Emily Sevcik, John Szymanksi and Quentin Jallerat are co-authors on our recent article in Current Protocols in Cell Biology entitled “Patterning on Topography for Generation of Cell Culture Substrates with Independent Nanoscale Control of Chemical and Topographical Extracellular Matrix Cues.” In the article we provide detailed methods on how to perform our Patterning on Topography (PoT) technology to independently pattern extracellular matrix proteins on topographically complex surfaces for studying cell-material interactions.
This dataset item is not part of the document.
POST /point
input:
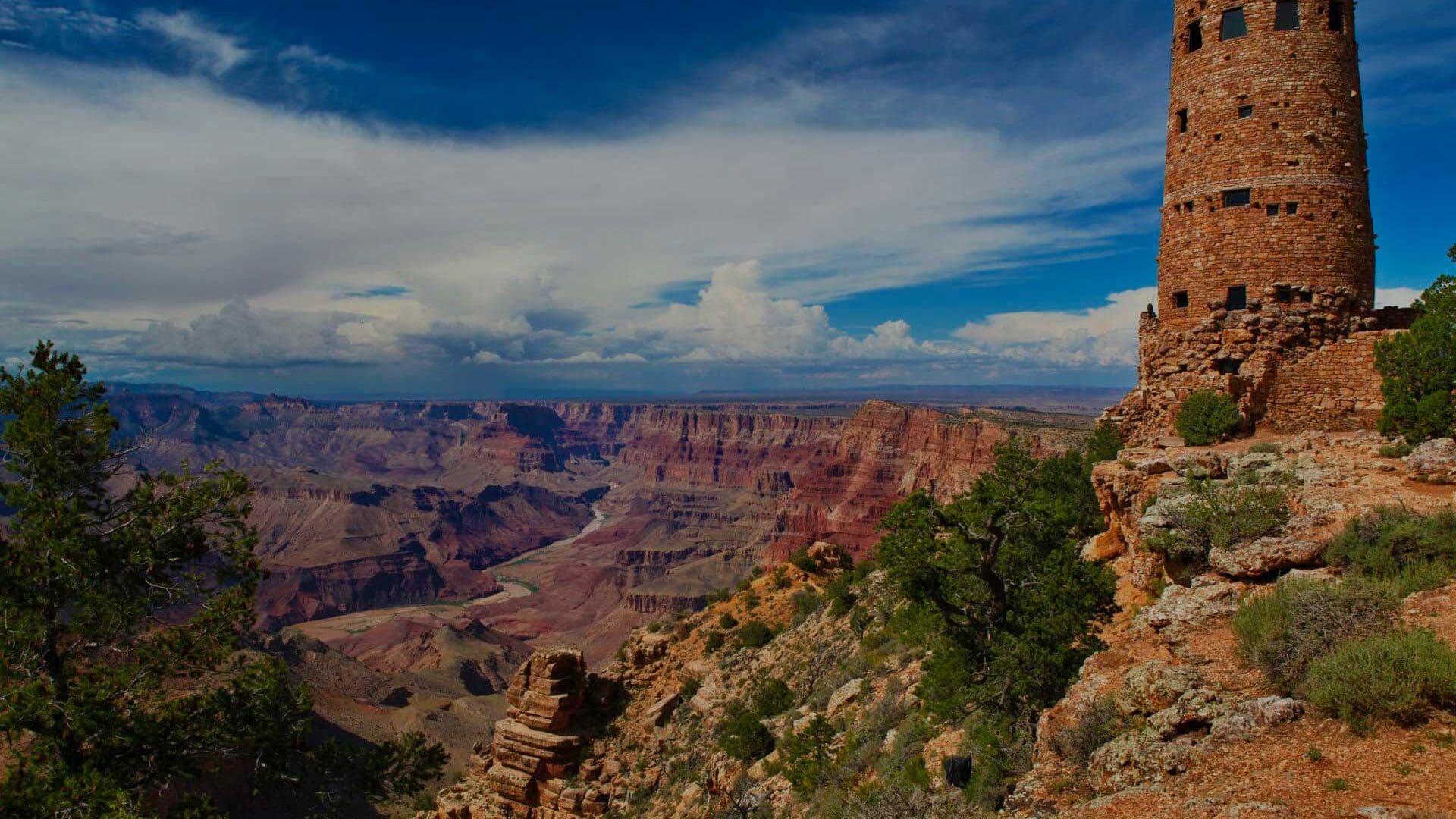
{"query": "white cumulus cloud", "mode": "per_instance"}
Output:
(1104, 335)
John Szymanksi, Emily Sevcik and Kairui Zhang are co-authors on our recent article in Biomaterials Science entitled “Stretch-dependent changes in molecular conformation in fibronectin nanofibers.” This article is part of the Biomaterials Science Emerging Investigators 2017 issue of the journal. In the article we used AFM imaging of fibronectin nanofibers over a wide range of deformations to understand how reversible molecular unfolding contributes to the mechanical properties of extracellular matrix proteins.
John Szymanksi and Kairui Zhang are co-authors on our recent article in Scientific Reports entitled “Measuring the Poisson’s Ratio of Fibronectin Using Engineered Nanofibers.” This article used AFM imaging of fibronection nanofibers over a wide range of deformations to show that volume is conserved, thus behaving as an elastic material with a Poisson’s ratio of ~0.5.
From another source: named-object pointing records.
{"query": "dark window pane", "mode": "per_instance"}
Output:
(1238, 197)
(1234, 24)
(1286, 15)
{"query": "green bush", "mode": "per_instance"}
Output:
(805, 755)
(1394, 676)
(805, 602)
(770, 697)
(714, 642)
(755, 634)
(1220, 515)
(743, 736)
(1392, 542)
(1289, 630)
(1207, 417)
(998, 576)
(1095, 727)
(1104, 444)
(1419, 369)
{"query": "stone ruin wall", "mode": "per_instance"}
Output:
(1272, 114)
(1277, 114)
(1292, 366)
Congratulations to Dr. TJ Hinton for receiving his PhD in Biomedical Engineering. His dissertation is titled “Rapid Prototyping Tissue Models of Mammary Duct Epithelium.” TJ has received a number of awards and recognitions as a PhD student in the group including the Bertucci Fellowship from the Carnegie Institute of Technology. His research has been published in Science Advances, ACS Biomaterials Science & Engineering and Current Opinion in Biomedical Engineering. TJ is continuing his career as a postdoctoral fellow in our lab, supported by a prestigious Swartz Innovation Fellow to help commercialize our 3D bioprinting FRESH technology.
Congratulations to Dr. Ivan Batalov for receiving his PhD in Materials Science & Engineering. His dissertation is titled “Engineering 2D Cardiac Tissues Using Biomimetic Protein Micropatterns Based on the Extracellular Matrix in the Embryonic Heart.” Ivan is continuing his career as a postdoctoral fellow in the labs of Kelly Stevens and Cole DeForest at the University of Washington.
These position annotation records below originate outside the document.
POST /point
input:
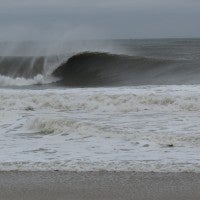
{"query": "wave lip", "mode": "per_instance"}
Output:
(98, 69)
(105, 69)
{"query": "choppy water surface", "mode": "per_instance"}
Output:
(134, 106)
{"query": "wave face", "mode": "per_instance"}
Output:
(103, 69)
(145, 62)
Congratulations to Dr. Rebecca Duffy for receiving her PhD in Biomedical Engineering. Her dissertation is titled “Engineering Contractile 2D and 3D Human Skeletal and Cardiac Muscle Microtissues.” Rebecca has received a number of awards and recognitions as a PhD student in the group including the Bertucci Fellowship from the Carnegie Institute of Technology. Her research has been published in Acta Biomaterialia and Annals of Biomedical Engineering. Rebecca will be continuing her career as a postdoctoral fellow in the lab of Linda Griffith at MIT.
Congratulations to Dr. Quentin Jallerat for receiving his PhD in Biomedical Engineering. His dissertation is titled “An Embryonic-inspired Approach to Engineer Functional Human Cardiac Tissue.” Quentin has received a number of awards and recognitions as a PhD student in the group including the Dowd-ICES Fellowship and the Richard King Mellon Foundation Presidential Fellowship in the Life Sciences, the Graduate Student Award for Outstanding Teaching Assistant and STAR Award for Best Abstract from the Society for Biomaterials. His research has been published in Science Advances and Nature Methods. Quentin will be continuing his career in the healthcare consulting field.
TJ Hinton, Andrew Hudson, Kira Pusch and Andrew Lee are co-authors on our recent article in ACS Biomaterials Science & Engineering entitled “3D Printing PDMS Elastomer in a Hydrophilic Support Bath via Freeform Reversible Embedding.” This article describes a new technique termed Freeform Reversible Embedding (FRE) to 3D print polydimethysiloxane (PDMS) elastomer such as Sylgard 184 in complex 3D structures within a hydrophilic Carbopol support. Unique is the ability to 3D print PDMS that takes hours to days to cure, demonstrating the capability to 3D print fluidic materials and decoupling the gelation and curing of the polymer from its ability to be 3D printed.
Prarthana Patil and John Szymanski are co-authors on our recent article in Advanced Materials Technologies entitled “Defined Micropatterning of ECM Protein Adhesive Sites on Alginate Microfibers for Engineering Highly Anisotropic Muscle Cell Bundles.” This article describes a new technique to selectively pattern ECM protein adhesive sites on alginate microfibers to engineer muscle tissue bundles. Unique is the ability of the ribbon-like microfibers to wrap around the muscle cells and form a basal lamina like structure.